Investigations into the epigenetic status of individual cells within tissues can produce both epigenetic data for different cell types and positional information of the cells. Thus, these investigations are important for understanding the intra- and inter-cellular control systems of developmental and environmental responses in plants. However, a simple method to detect epigenetic modifications of individual cells in plant tissues is not yet available because detection of the modifications requires immunohistochemistry using specific antibodies. In this study, we developed a simple immunohistochemical method that does not require sectioning to investigate epigenetic modifications. This method uses a clearing system to detect methylated histones, acetylated histones, methylated DNA and/or centromeric histone H3 variants. Analyses of four dicots and five monocots indicated that this method provides a universal technique to investigate epigenetic modifications in diverse plant species.
Loci on individual chromosomes are occasionally controlled differentially by different epigenetic modifications depending on the environmental conditions and cell positions, even in the same organism. To elucidate these phenomena, the understandings of not only the epigenetic modifications in each cell but also of the spatio-temporal relationships of the cells are necessary.
Epigenetic modifications have been analyzed primarily by chromatin immunoprecipitation (ChIP) using antibodies raised against specific epigenetic modifications1,2,3,4,5. However, ChIP analyses are unable to elucidate the epigenetic modifications in individual cells because the analyses are performed for a mixture of cells, and the results appear as averages of the modification status on chromosomal loci among the cells analyzed.
Recently, epigenetic modifications in individual cells were investigated by immunohistochemical staining using sliced plant tissues2. However, the antibodies penetrated only into cells on the surface of the slices, and the detection of epigenetic status could be investigated only in the cells that the antibodies penetrated. In addition, immunohistochemical staining is not applicable for tissues that are difficult to slice, e.g., cross-sections of leaves.
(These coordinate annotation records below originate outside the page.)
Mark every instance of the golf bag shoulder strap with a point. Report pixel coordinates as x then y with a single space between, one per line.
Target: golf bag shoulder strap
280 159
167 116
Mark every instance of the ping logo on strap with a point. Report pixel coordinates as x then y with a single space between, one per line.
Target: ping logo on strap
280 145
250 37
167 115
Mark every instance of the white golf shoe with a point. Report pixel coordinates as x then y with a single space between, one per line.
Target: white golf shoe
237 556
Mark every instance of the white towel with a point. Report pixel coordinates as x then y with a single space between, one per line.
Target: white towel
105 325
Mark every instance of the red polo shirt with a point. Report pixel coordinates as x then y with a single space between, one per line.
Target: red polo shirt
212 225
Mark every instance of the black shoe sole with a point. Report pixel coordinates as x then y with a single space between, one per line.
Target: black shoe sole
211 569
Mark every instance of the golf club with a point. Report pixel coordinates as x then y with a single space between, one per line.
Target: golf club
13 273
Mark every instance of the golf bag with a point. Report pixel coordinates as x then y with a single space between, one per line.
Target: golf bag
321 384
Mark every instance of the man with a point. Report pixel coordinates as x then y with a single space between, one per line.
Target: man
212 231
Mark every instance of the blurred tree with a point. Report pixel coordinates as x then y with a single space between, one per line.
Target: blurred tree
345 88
Clearing is a method used to make tissues transparent to investigate cells in situ, and it has been used for more than 100 years since it was first attempted6. However, reagents used in classical clearing methods are harmful to fluorescent proteins and antigen proteins. Recently, a number of clearing methods that are not harmful to fluorescent proteins have been developed to investigate the neural networks of animal brains7,8,9,10. However, these clearing methods are not easy to apply directly to plant tissues given the existence of chloroplasts and cell walls, both of which emit strong autofluorescence11. In addition, rigid cell walls also obstruct antibody penetration into the cells12.
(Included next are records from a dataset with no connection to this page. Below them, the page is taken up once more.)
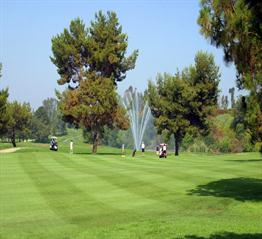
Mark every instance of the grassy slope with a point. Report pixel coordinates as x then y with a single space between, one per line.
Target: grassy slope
57 195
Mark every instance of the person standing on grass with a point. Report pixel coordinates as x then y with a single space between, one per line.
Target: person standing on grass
143 147
71 146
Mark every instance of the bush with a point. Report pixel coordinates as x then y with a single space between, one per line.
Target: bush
198 147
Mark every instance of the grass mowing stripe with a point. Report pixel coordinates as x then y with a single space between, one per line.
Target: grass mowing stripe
63 197
100 189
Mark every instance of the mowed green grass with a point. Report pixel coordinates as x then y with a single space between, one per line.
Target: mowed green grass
57 195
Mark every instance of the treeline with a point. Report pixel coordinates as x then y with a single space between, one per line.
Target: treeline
18 122
92 60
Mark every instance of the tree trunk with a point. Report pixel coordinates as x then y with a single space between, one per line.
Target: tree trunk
13 138
95 142
176 146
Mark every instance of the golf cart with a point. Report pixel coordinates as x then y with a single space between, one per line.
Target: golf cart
162 150
53 144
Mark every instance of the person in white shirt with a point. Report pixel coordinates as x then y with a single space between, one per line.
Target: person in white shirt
71 146
143 147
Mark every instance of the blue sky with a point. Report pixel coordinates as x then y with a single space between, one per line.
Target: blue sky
165 33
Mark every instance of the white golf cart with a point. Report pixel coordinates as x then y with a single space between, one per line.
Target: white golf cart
53 144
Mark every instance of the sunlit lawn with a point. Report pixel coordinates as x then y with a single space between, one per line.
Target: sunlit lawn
53 195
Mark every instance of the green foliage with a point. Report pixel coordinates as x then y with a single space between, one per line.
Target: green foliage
92 60
93 106
19 117
101 48
55 122
236 26
3 105
182 103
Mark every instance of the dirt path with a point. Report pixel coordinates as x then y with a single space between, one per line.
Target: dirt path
10 150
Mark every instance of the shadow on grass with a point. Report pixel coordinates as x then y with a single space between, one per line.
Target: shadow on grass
245 160
102 153
242 189
227 235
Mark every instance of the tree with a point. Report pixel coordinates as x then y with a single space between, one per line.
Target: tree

To overcome the autofluorescence problems, a couple of clearing methods for plant tissues have been developed recently12,13,14. Among these methods, the ClearSee method and TOMEI (Transparent plant organ method for imaging) remove colors, including those from chlorophylls, and reduce light scattering using reagents that have high refractive indexes13,14. These methods make fluorescent proteins visible in leaves, roots, pistils and flowers. However, the methods have never been applied for immunohistochemical staining that is essential for investigating epigenetic modifications because the modifications are undetectable using fluorescent proteins.
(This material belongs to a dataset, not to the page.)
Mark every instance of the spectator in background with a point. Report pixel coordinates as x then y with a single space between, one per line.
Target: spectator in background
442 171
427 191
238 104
Another method, PEA-CLARITY, which was developed from the CLARITY method for animal tissues, has solved problems relating to autofluorescence and antibody accessibility7,12. However, this method requires numerous preparation steps: embedding in poly-acrylamide gels, cross-linking to the poly-acrylamide gels, removing lipids and colors using a reagent containing SDS (sodium dodecyl sulfate), and digesting cell walls and starches with enzymes to create spaces for antibody access. Thus, a considerable amount of time is required (7–9 weeks) to complete the processes. In addition, only RuBisCo (Ribulose 1,5-bisphosphate carboxylase/oxygenase), one of the most abundant proteins in plant leaves15, has been detected by this method12. Therefor, whether the method has enough power to detect epigenetic modifications remains uncertain because immunosignals of the modifications are weaker than those of RuBisCo. Another immunocytochemical method for plant whole-mount samples16 needs a shorter time (2–3 days) than the PEA-CLARITY, but consists a number of steps with frequent changes of solutions, including toxic reagents (methanol, xylol and dimethylsulfoxide). This method has never been applied to detect epigenetic modifications.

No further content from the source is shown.